Scrittore e traduttore, Cărtărescu è uno degli autori in questione. Quali sono i più significativi ostacoli nel riversare la letteratura romena in quella tedesca?
Mircea Cărtărescu e io siamo buoni amici, l’ho presentato a diverse fiere del libro di Lipsia e Francoforte, ma non l’ho mai tradotto, eccezion fatta per alcuni articoli di giornale. Ho tradotto in cambio tanti altri scrittori romeni molto bravi come Matei Vișniec, Florin Lăzărescu, Dan Lungu, Doina Ruști e la poetessa Denisa Comănescu. C’è una certa reticenza verso la letteratura romena in Germania e nell’Ovest, in generale, anche nel caso di scrittori molto validi è difficile che si impongano; uno scrittore francese, italiano o americano ha gioco facile. Credo sia legato al modo in cui è vista la Romania, in generale, ed è vista come un paese povero, ai margini dell’Europa. Poi incide anche la politica corrotta. Questo purtroppo ha un certo impatto sull’interesse nei confronti dei libri provenienti dalla Romania, così per far passare un buono scrittore romeno devi fare molto di più che per uno scrittore italiano o inglese.
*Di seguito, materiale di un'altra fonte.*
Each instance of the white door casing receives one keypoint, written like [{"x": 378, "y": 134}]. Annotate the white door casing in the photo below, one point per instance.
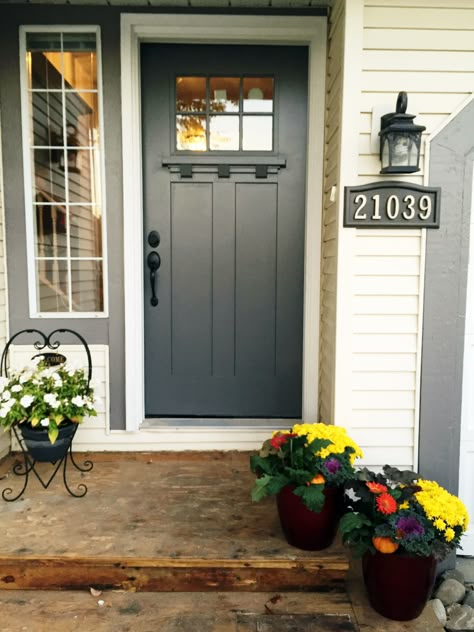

Quando si parla della Germania, mi vengono in mente aneddoti legati al fatto che i tedeschi paghino per ascoltare gli scrittori. È un mito? E, restando in tema, in che modo la pandemia ha colpito il mondo del libro in Germania?
Sì, esiste il mito secondo cui i tedeschi pagherebbero per sentire gli scrittori. Non so chi lo abbia inventato, sicuramente non i tedeschi. Ciò può succedere in casi molto rari, con autori molto conosciuti, di bestseller, uno ogni cento casi, e questo per esagerare in eccesso. Solitamente, si organizzano letture pubbliche, presso le biblioteche o centri culturali o librerie. Gli organizzatori pagano certe volte l’autore, sui 200 euro, ma non il pubblico. Quello che conta è che vi sia un pubblico. Non dimentichiamo che ci sono centinaia di scrittori disposti a leggere pubblicamente, ma non altrettante opportunità. Per questo i libri devono piacere in primis agli organizzatori. Io sono stato fortunato e ho avuto il piacere di presenziare a molte letture pubbliche, alle persone piace ridere di se stessi e degli altri. Inutile dire che durante la pandemia le letture pubbliche sono sparite. Con le librerie chiuse, i libri si sono venduti online, anche più di prima. Certo, ovunque nel mondo esistono persone che temono i libri, pensano che esplodano se li prendono in mano, ma li rassicuro che non c’è alcun pericolo; vale la pena leggere.